With 120 vendors participating in the 2026 season, the Historic Lafayette Farmers Market is experiencing its biggest year in nearly two centuries of operation, a startling level of growth for an institution that began in 1839. Markets like this one are often discussed sentimentally — as quaint holdovers, nostalgic gestures toward simpler economies — but in Lafayette, the farmers market increasingly resembles something more consequential: a functioning local economic ecosystem, one that supports dozens of independent businesses.
For some vendors, the market is supplemental income. For others, it is their main revenue driver.
Near the middle of the market, beneath neatly hung rows of patterned fabrics and carefully arranged zipper pouches, sits Mrs. Ginger Handmade, a small business owned by Pia Sirvant, a native of Spain who spent 14 years in Peru before moving to Lafayette. At first glance, the booth feels cheerful and orderly with bright textiles, floral prints, neatly stitched cosmetic bags. But the philosophy behind it is sharp-edged.
“I hate plastics,” Sirvant said.
The sentence lands with the force of something long settled in her mind.
Mrs. Ginger Handmade began during the pandemic, when many Americans found themselves reassessing not only their careers but also their relationship to consumption. Online shopping surged. So did waste. Cheaply manufactured goods, shipped quickly and discarded even faster, became woven deeper into daily life. Sirvant reacted in the opposite direction.
She began sewing reusable fabric goods meant to replace disposable or plastic-heavy alternatives — pouches, bags, organizers, small objects designed not for novelty but for durability.
At the market, customers run their hands across thick cotton fabrics sourced from around the world. The zippers are color-matched. Interior linings are coordinated with unusual precision.

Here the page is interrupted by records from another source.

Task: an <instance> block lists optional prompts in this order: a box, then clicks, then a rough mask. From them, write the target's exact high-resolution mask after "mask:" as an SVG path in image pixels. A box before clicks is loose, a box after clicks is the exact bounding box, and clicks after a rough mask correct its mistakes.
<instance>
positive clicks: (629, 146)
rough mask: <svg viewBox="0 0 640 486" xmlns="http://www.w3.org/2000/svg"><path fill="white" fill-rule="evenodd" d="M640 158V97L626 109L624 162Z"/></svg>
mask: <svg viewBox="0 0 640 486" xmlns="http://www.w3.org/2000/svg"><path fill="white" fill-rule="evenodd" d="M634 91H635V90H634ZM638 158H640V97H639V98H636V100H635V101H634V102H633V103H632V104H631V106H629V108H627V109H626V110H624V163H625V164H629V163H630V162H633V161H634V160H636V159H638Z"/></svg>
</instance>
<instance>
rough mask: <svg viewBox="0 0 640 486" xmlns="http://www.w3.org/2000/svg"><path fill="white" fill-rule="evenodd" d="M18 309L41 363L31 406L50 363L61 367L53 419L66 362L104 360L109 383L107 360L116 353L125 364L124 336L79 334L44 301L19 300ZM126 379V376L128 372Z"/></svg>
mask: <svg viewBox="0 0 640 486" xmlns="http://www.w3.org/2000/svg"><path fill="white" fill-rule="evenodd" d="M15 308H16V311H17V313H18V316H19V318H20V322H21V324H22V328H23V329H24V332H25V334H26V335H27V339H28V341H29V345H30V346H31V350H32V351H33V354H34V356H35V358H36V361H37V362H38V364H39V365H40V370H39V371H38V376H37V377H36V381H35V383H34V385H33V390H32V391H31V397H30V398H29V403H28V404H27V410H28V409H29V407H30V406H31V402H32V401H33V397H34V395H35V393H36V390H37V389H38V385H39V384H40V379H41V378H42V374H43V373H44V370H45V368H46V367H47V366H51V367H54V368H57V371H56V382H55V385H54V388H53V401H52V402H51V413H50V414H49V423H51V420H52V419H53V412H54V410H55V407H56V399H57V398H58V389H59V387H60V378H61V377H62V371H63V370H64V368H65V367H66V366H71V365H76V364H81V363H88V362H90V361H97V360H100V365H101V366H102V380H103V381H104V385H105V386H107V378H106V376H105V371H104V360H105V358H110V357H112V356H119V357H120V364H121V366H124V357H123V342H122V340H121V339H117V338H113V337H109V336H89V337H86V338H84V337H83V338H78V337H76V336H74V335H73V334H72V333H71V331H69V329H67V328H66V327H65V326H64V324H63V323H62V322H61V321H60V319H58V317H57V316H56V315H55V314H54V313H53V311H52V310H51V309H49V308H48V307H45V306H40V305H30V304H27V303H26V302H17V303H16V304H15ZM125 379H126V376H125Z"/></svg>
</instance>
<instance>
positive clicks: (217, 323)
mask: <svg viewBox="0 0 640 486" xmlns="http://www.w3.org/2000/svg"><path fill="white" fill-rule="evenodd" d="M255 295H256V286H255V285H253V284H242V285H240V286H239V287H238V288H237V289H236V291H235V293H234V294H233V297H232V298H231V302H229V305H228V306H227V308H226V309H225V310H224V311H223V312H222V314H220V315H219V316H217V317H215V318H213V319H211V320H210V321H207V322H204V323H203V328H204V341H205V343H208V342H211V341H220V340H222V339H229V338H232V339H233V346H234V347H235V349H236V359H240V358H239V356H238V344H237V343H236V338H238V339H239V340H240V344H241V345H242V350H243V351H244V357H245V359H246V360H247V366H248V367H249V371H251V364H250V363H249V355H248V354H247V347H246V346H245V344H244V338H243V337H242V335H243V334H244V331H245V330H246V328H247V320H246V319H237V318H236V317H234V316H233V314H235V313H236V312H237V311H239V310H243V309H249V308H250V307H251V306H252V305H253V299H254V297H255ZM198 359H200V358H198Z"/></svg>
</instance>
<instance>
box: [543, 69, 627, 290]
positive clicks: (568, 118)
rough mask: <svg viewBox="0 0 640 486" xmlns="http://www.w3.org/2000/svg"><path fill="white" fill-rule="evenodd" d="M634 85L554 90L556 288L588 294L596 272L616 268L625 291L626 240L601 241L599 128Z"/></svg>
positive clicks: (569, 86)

“All of the fabrics I use are OEKO-TEX Standard 100 certified. They have been independently tested to be free from over 1,000 harmful chemicals and toxic substances,” said Sirvant.
Even the smallest pouch carries evidence of deliberation. This level of intentionality has become increasingly valuable currency at farmers markets nationwide, where consumers are no longer simply shopping for produce but for proximity — proximity to the people making their bread, growing their vegetables, sewing their bags.
That appeal has economic consequences.
Farmers markets now function as launchpads for thousands of small businesses that would struggle to absorb the overhead costs of traditional retail storefronts. A booth fee and a folding table are, for many makers, a far more accessible entry point into entrepreneurship than commercial rent. The Historic Lafayette Farmers Market, particularly in its record-setting season, has become one of the city’s most visible concentrations of independent economic activity.
And unlike national retail chains, the money largely stays here.
A customer buying a “zippie” from Mrs. Ginger Handmade is not feeding a distant logistics network or a multinational platform economy. They are paying directly for labor, material and design created by someone living, working and investing in the community.
Sirvant’s most popular items are the simplest ones. The “zippies” — compact fabric pouches designed to hold phones, chargers, cosmetics, cash — sell steadily because they solve small daily problems elegantly. Cosmetic bags remain favorites as well. Seasonal collections rotate throughout the year: Halloween fabrics in September, Christmas décor and handmade textile gifts later in the fall.
None of it is mass-produced. That is the point.
By noon, the market begins its gradual unwinding. Vendors pack up. Children trail sticky fingers through the crowd clutching kettle corn. The city blocks slowly reopen to traffic.
For a few hours every Saturday, though, the city belongs to growers, bakers, artists and makers — people still trying to build something with their own hands.